Nous espérons que les deux Missions du CS en Afrique Centrale et Occidentale pourront prendre connaissance à la source de la situation humanitaire dans les zones des conflits. L'information qui arrive témoigne de ce que dans ces régions ont lieu des manifestations de la cruauté inhumaine, sans merci contre les civils. Avec les machetes, devenus armes d'extermination massive, on perpètre des meurtres pour tuer. On voit des manifestations incompatibles avec la civilisation du ÕÕIe siècle. Les enfants-combattants sont impliqués à la violence sans frontières. Les missions du CS devront envoyer un signe clair à ceux que cela concerne – les crimes contre l'humanité seront inévitablement déférées devant la justice. Les coupables seront punis conformément à leur crime. Nous soutenons les paroles dans ce sens d'A.Ileka, représentant spécial de la RDC. Le sang et les cendres des victimes innocentes nous y obligent.
Monsieur le Président,
Pratiquement tous les conflits africains ont la dimension régionale. De l'attitude des voisins, des autres facteurs régionaux, dépend pour beaucoup le succès ou l'échec des efforts internationaux de règlement. La Russie propose, pendant la visite de la Mission du CS de l'Afrique Centrale, de sonder, comment les états de la région des Grands Lacs voient l'idée de la prise de la Déclaration sur le bon voisinage, qui puisse se transformer en Pacte de bon voisinage. On croit que le travail à ce document va contribuer à la compréhension entre les états de cette partie du continent africain, au règlement des problèmes existants, au renforcement de la confiance entre eux. Il peut devenir un pas important sur la voie de la préparation de la Conférence internationale sur la région des Grands Lacs.

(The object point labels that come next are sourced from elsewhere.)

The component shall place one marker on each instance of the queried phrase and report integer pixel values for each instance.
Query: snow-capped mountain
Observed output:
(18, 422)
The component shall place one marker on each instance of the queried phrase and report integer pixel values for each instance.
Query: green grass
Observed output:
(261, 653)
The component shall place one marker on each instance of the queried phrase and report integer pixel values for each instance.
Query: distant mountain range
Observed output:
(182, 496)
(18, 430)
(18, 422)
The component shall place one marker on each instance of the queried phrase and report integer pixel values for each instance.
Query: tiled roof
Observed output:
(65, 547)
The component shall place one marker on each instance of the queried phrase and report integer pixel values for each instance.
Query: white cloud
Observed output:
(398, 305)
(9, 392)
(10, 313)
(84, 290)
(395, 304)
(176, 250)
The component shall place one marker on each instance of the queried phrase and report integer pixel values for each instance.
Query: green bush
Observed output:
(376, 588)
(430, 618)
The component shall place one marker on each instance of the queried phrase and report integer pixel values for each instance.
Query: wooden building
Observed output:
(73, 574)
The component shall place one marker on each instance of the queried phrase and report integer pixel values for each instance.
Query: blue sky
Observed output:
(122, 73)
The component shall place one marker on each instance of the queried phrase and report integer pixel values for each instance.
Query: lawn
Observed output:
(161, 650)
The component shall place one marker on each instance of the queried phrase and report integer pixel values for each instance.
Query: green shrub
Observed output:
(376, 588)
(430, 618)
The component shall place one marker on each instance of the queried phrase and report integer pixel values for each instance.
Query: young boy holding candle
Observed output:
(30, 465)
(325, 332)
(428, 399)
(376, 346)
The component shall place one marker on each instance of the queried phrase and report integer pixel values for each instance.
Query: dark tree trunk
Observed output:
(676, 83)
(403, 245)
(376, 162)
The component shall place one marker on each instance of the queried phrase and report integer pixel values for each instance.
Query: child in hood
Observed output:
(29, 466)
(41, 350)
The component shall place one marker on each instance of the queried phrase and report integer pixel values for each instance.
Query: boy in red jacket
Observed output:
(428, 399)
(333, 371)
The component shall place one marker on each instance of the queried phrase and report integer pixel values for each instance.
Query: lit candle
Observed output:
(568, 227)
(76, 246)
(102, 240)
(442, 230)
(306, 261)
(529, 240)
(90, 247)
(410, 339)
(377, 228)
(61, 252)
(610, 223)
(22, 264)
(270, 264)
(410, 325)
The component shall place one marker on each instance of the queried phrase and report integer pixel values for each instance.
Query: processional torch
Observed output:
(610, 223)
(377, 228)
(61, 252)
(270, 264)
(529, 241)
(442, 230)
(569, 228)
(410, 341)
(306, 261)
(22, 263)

Il n'existe pas de formule rapide pour résoudre les grandes tâches de règlement des conflits africains. On aura besoin des efforts ciblés polyvalents tant des amis de l'Afrique qu'avant tout, des Africains eux-mêmes. On voudrait croire que les futures missions du CS de l'ONU sur ce continent, en conformité avec les mandats approuvés, aideront le règlement des crises qui y existent, la neutralisation des nouveaux défis et menaces à l'Afrique.